Custom Button or Link to a Visualforce page with a custom controller

微笑、不失礼 提交于 2019-12-04 06:15:53

Best to do this from an Apex PageReference return value. Something like this will work:

public PageReference returnPage()
{
   return Page.MyExamplePage;
}

Then call this from Visualforce:

<apex:commandButton value="Go To New Page" action="{!returnPage}"/>

The Apex Page call will handle the translation for you.

[EDIT]

Create a bare bones Visualforce page like this:

<apex:page standardController="Opportunity" extensions="TheController" action="{!returnPage}"/>

Add the above returnPage() method to a new TheController (or whatever) class. It doesn't even need a constructor. The class can look like this:

public TheController
{
   public PageReference returnPage()
   {
      return Page.MyExamplePage;
   }
}

Then from the Opportunity settings page go to Buttons and Links and create a new custom Visualforce button selecting the new page you just created.

That should do it.

It occurred to me that one less than ideal option would be to create two custom buttons in each case. One with the managed package namespace and one without.

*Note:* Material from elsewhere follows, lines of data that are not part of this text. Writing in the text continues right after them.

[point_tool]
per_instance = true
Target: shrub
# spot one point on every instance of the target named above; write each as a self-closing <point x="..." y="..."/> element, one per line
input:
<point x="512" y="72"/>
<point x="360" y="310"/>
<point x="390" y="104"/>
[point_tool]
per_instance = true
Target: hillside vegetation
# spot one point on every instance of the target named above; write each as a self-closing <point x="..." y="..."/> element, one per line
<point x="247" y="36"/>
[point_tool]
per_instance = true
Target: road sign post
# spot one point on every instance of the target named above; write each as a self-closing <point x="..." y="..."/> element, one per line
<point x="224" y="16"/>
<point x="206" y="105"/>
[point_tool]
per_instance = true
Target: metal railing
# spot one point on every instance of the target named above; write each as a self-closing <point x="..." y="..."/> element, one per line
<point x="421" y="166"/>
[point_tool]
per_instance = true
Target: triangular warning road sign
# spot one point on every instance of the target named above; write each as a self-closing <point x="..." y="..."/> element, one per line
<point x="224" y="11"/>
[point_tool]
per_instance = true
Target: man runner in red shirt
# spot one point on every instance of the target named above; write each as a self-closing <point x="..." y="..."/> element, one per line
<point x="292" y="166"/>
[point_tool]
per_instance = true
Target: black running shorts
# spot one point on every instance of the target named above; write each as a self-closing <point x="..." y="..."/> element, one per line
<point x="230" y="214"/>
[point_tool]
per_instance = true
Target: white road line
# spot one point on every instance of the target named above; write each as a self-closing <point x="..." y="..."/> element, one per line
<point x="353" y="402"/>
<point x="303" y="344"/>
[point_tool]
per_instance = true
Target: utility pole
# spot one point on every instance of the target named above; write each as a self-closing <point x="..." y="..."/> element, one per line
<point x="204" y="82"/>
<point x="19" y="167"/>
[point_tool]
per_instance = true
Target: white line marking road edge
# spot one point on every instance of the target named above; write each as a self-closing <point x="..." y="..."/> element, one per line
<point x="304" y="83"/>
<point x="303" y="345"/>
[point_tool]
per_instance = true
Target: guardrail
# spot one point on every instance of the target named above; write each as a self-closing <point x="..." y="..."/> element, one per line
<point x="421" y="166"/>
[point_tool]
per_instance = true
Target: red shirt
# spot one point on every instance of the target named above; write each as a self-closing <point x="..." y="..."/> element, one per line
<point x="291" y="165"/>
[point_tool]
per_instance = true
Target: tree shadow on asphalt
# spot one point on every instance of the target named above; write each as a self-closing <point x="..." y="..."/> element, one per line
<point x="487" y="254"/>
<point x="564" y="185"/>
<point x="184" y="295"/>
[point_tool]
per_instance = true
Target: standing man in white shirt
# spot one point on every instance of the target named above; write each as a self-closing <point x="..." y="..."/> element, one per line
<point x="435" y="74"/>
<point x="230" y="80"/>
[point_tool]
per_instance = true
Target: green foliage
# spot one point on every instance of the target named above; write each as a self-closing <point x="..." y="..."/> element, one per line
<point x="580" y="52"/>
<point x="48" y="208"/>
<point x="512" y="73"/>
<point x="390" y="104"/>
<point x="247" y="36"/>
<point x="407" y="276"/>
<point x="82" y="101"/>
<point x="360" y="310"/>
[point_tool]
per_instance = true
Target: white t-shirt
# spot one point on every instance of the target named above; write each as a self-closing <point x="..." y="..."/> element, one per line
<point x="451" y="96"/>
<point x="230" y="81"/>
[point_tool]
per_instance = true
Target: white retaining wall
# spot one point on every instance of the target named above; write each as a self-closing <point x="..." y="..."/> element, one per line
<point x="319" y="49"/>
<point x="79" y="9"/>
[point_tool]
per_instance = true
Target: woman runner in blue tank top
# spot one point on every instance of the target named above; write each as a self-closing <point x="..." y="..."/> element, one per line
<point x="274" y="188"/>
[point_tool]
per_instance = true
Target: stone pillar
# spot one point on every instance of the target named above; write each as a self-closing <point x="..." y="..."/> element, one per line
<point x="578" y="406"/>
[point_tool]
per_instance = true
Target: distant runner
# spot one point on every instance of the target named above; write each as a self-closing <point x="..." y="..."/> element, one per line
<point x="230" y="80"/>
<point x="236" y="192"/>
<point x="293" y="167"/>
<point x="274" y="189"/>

When building the package the correct custom button could be selected.

One issue with this approach is the need to maintain two custom buttons.

Marc

It seems the answer is simply /apex/package__Page as provided here by @zachelrath. I can confirm this works in managed packages in production orgs as well as in development.

Matt Lacey

The post on the developer boards that you've linked to shows the following javascript being used for the button:

{!REQUIRESCRIPT("/soap/ajax/15.0/connection.js")}
{!REQUIRESCRIPT("/soap/ajax/15.0/apex.js")}
var pageUrl = sforce.apex.execute("mynamespace.PageUrl", "getPageUrl", {objectId:"{!Campaign.Id}"});
window.location.href =  pageUrl;

i.e. they're using javascript to call a webservice method in the class they've defined in order to get the page reference. Doing this would allow you to get the URL of the page in apex, where the managed package won't play an impacting part.

That said, the first parameter is the fully-qualified class name, so you could probably check the return value for an error (I don't know the error return value, so I'm assuming it's null here):

// try the namespace first
var pageUrl = sforce.apex.execute("mynamespace.myClass", "getPageUrl", {objectId:"{!Campaign.Id}"});
if (pageUrl == null)
{
    pageUrl = sforce.apex.execute("myClass", "getPageUrl", {objectId:"{!Campaign.Id}"});
}

window.location.href = pageUrl;

Obviously you need to check what happens when sforce.apex.execute() fails, and you'll likely want some more error handling.